SUPSI has already developed, evaluated, and tested quantitative optimization algorithms in previously funded projects (e.g., EIT-M IMPALA, Innosuisse HYPER, Innosuisse VIOLA II). The TRL of such optimization algorithms (based on Bayesian optimization) is 8. Indeed, by combining quantitative optimization methods together with qualitative optimization methods, the aim is to develop a novel optimization algorithm capable to overcome the weakness of such algorithms and improving their performance and flexibility.

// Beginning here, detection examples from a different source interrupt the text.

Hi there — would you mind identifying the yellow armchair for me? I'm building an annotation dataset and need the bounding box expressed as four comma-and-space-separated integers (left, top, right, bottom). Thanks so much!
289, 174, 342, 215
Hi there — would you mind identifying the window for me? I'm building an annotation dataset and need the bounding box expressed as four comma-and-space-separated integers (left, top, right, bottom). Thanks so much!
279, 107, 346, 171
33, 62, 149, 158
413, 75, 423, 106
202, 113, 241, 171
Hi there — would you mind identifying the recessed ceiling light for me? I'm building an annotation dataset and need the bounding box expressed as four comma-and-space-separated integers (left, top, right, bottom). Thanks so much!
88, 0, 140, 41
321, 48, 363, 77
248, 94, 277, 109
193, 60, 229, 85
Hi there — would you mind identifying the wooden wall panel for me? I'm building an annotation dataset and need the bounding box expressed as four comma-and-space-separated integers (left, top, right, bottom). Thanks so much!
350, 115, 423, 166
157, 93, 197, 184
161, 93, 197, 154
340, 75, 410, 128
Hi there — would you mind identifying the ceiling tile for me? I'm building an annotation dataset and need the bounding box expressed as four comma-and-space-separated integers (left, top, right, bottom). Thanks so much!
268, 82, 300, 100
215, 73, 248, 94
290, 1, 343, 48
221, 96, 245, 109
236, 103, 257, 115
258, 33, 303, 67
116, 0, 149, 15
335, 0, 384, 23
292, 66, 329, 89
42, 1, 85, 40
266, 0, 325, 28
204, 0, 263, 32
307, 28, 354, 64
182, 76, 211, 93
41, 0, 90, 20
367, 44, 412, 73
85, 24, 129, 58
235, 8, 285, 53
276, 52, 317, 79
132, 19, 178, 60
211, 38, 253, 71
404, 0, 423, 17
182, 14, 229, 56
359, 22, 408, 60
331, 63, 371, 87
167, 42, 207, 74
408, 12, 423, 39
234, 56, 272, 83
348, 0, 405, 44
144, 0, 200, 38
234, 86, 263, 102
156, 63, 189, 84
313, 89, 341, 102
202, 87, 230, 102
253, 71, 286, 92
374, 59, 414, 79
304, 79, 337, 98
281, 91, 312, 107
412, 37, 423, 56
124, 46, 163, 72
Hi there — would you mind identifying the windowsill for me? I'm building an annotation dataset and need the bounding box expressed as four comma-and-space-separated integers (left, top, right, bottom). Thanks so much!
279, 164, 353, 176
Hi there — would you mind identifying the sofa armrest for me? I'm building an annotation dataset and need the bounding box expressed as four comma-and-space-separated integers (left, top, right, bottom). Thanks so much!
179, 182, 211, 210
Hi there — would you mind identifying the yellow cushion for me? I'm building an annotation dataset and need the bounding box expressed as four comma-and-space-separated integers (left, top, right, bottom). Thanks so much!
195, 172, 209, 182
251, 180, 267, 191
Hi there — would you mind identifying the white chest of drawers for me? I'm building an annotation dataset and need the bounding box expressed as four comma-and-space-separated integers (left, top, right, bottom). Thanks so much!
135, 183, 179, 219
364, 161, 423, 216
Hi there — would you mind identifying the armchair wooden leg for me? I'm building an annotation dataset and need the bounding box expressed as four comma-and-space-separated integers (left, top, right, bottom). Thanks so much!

Therefore, SUPSI will integrate these two algorithms (with TRL 7 and 8 as described above), to reach a TRL 8 with this hybrid method. This will be possible based on the experience SUPSI already has with optimization methodologies, testing in real conditions, and integration of these algorithms in production plants (especially considering the previous EIT-M project IMPALA). To help SUPSI reach the standard for TRL 8, Santer Reply SpA will engineer the software, designing user-friendly and ad hoc GUIs to assist the user during the optimization process.
Gender
balance, demographic diversity and
inclusivity
The consortium acknowledges that there is a lack of an equitable distribution of female scientists/engineering at this moment, and recognizes the importance of gender equality in the planned activities. The companies participating in the consortium are committed to gender equality, equal pay and reconciliation measures. The involvement of women at all levels of management and research will also be promoted.
The project coordinator will take responsibility and take the necessary actions to avoid gender discrimination. Likewise, the participating organizations will support the involvement of female/other genders engineers and scientists in the activities conducted in the project.